It seemed he held her for an age, yet he felt light and strong still. She had cried herself to sleep as he held her, in his embrace as in his heart, and lay there still. Grima had no desire to move, ever again if need be, just to stay this close to her, this one time. He breathed in her sunlit scent, wanting to absorb her very being, to have her with him always.
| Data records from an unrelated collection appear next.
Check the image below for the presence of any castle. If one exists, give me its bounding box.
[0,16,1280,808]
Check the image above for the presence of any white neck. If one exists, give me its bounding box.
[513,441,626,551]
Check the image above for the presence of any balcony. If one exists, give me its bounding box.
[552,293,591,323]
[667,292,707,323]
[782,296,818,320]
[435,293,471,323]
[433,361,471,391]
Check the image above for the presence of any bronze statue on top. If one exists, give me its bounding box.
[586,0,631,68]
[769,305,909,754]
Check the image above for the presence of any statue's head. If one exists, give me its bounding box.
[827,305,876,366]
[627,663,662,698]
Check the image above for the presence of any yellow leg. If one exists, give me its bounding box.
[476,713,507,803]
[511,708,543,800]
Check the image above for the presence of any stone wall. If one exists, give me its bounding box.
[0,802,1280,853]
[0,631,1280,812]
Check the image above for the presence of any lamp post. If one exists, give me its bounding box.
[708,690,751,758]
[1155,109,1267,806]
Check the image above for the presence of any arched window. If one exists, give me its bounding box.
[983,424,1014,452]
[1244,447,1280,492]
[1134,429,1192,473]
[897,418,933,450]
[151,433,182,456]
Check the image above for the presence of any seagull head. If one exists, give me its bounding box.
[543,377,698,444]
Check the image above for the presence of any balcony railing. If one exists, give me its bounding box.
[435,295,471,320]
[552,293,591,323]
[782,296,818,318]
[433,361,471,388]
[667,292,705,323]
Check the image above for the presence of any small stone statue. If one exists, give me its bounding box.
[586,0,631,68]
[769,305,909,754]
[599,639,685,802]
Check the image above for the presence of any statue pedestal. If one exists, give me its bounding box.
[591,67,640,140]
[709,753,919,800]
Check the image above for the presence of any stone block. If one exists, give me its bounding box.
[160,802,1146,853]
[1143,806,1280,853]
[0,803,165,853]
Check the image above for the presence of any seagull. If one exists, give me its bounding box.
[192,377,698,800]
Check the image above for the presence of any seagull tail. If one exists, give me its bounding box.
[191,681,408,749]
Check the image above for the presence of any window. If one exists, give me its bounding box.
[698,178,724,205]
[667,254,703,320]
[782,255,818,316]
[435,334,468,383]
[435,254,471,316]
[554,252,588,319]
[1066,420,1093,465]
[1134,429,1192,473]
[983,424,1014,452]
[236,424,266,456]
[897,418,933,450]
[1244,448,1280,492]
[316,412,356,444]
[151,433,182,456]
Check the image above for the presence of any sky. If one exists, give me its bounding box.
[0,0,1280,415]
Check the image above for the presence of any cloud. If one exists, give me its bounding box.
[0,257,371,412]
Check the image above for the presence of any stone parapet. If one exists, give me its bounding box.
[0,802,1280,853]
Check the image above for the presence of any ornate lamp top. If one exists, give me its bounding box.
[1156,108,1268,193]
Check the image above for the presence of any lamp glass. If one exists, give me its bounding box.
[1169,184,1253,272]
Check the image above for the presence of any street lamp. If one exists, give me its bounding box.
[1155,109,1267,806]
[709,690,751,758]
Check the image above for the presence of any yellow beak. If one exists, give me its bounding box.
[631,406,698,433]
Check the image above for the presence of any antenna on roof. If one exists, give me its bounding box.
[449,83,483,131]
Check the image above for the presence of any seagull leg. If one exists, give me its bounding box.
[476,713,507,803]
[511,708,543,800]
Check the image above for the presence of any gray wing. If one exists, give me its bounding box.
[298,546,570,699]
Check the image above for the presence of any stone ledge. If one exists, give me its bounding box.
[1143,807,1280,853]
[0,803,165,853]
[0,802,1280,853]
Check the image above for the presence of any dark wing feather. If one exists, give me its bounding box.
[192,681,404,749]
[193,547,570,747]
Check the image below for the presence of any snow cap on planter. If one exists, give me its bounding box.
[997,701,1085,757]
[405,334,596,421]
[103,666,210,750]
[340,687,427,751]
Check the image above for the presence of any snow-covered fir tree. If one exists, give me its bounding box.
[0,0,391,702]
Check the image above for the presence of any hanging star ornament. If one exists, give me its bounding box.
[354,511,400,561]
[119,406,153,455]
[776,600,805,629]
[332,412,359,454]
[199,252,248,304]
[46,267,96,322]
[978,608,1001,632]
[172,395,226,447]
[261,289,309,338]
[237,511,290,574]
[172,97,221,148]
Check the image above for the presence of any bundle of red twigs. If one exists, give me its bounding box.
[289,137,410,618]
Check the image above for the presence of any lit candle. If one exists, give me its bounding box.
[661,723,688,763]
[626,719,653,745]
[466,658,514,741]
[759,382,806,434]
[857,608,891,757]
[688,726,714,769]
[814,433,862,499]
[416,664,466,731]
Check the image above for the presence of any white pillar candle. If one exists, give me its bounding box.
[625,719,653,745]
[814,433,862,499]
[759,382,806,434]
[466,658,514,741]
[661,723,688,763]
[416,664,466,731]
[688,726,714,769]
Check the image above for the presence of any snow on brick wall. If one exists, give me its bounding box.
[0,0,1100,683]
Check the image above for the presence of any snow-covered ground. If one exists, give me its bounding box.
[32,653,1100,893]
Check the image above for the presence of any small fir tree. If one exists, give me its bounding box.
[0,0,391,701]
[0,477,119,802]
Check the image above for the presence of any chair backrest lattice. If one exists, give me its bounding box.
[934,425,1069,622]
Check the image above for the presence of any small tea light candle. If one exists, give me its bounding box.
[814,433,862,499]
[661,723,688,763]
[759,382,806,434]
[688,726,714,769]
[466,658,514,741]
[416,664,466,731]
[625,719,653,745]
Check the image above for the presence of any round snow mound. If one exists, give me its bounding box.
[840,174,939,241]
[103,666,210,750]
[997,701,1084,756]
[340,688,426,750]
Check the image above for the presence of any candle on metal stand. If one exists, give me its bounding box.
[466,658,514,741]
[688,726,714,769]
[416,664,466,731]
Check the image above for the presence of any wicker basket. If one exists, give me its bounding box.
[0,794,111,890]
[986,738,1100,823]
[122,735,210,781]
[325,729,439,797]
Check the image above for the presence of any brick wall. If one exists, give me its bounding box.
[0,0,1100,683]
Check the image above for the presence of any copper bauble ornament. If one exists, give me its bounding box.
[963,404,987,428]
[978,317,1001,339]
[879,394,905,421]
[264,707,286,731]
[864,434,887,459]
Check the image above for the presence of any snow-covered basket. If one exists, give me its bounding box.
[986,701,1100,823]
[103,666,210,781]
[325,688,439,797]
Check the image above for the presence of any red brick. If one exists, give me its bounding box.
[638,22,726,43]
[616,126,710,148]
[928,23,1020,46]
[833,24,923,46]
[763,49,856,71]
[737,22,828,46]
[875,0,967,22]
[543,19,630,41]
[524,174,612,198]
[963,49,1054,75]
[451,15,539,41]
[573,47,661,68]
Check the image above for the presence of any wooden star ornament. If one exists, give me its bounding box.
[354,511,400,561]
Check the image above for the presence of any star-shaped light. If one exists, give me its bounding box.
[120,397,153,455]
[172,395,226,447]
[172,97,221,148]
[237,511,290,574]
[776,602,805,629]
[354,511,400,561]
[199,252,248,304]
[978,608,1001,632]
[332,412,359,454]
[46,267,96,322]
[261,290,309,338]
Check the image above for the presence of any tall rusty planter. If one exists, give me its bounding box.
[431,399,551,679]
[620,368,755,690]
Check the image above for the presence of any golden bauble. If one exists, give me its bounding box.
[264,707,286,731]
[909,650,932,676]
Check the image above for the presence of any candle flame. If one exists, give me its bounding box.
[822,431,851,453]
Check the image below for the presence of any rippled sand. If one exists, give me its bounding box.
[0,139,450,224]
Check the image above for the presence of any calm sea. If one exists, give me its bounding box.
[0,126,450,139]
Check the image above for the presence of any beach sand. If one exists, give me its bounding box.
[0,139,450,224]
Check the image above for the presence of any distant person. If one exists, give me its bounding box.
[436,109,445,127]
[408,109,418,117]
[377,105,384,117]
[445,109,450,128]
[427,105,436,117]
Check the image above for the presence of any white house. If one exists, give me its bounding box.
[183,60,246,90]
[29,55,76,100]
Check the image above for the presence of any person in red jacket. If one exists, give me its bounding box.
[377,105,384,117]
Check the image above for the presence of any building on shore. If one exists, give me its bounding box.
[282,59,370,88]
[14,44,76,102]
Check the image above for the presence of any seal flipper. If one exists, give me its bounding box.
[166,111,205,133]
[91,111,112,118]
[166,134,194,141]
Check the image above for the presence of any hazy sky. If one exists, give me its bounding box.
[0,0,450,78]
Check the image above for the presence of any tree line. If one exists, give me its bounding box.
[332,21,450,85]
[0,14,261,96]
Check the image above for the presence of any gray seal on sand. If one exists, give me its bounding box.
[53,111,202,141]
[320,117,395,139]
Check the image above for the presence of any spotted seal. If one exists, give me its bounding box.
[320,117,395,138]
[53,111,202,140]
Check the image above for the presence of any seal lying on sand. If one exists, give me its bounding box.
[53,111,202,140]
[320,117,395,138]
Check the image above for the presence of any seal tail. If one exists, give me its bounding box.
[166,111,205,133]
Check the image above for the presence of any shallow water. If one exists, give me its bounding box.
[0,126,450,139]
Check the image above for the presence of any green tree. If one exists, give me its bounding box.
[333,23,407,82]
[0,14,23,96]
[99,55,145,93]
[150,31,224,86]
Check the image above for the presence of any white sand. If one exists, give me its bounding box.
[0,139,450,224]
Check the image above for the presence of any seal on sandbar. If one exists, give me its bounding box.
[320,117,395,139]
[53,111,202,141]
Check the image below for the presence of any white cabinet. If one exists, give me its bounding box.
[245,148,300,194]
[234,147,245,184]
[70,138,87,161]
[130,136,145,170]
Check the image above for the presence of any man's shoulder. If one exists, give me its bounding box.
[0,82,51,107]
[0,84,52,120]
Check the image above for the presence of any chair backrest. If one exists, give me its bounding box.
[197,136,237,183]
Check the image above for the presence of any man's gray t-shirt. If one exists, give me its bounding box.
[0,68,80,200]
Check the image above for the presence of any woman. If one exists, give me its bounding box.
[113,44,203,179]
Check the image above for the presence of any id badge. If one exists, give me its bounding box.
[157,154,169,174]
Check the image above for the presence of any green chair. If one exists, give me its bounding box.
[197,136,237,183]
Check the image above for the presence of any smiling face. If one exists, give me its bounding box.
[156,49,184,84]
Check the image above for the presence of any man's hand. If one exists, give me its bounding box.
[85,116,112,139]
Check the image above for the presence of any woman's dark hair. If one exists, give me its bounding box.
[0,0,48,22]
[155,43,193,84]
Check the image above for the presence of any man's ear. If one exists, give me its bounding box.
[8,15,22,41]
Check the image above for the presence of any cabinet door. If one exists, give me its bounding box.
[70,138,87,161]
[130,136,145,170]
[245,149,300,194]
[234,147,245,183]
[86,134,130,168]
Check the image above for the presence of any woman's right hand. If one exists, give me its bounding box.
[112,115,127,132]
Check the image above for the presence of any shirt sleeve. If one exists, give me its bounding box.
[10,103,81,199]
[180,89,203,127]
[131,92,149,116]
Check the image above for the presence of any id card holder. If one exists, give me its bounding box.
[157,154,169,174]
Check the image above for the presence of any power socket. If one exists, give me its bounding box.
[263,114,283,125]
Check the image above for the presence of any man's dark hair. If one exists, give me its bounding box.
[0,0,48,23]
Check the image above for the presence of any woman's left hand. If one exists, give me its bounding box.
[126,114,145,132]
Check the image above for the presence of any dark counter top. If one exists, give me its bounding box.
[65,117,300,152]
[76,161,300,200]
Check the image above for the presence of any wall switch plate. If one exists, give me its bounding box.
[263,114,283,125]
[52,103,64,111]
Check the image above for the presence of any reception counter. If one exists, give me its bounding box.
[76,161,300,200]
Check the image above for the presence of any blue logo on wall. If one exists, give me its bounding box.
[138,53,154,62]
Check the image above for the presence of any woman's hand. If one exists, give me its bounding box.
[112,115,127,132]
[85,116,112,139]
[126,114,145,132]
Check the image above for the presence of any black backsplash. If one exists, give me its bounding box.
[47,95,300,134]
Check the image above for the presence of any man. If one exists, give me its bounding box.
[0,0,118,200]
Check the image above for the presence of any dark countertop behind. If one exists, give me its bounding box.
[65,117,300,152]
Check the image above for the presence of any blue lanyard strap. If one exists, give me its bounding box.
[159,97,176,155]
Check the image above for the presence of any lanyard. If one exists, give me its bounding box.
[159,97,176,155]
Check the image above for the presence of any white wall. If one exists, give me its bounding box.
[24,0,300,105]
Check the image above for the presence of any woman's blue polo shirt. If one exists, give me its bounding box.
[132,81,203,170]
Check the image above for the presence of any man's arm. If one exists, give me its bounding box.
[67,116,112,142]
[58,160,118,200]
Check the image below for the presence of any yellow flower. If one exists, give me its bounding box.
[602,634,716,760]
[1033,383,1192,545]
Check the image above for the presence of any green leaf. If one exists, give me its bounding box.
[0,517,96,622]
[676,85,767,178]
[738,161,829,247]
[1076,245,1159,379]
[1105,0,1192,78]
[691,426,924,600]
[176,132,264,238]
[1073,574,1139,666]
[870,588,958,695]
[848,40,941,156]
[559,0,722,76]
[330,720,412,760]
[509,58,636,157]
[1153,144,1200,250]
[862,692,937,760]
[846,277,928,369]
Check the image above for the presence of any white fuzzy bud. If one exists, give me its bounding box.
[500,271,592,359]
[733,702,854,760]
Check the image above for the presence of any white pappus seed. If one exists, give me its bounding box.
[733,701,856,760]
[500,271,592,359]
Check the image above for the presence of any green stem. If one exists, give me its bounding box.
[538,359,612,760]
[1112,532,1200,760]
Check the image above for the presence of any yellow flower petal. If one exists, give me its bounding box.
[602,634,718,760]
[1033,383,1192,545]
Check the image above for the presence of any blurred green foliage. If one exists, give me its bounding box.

She seemed at peace now. He had been concerned lest her sleep be troubled, but she lay quiet as a child in his arms. He felt light, as if he had been filled with sweet air, and there was a lightless in his heart that he had not felt for many years. Grima was content. It was with sorrow that he looked out of his window and saw that it was already first light, and that he had precious few hours left to hold his Love before she must awake and return to her companions, who were without question concerned for her safety alone with him.  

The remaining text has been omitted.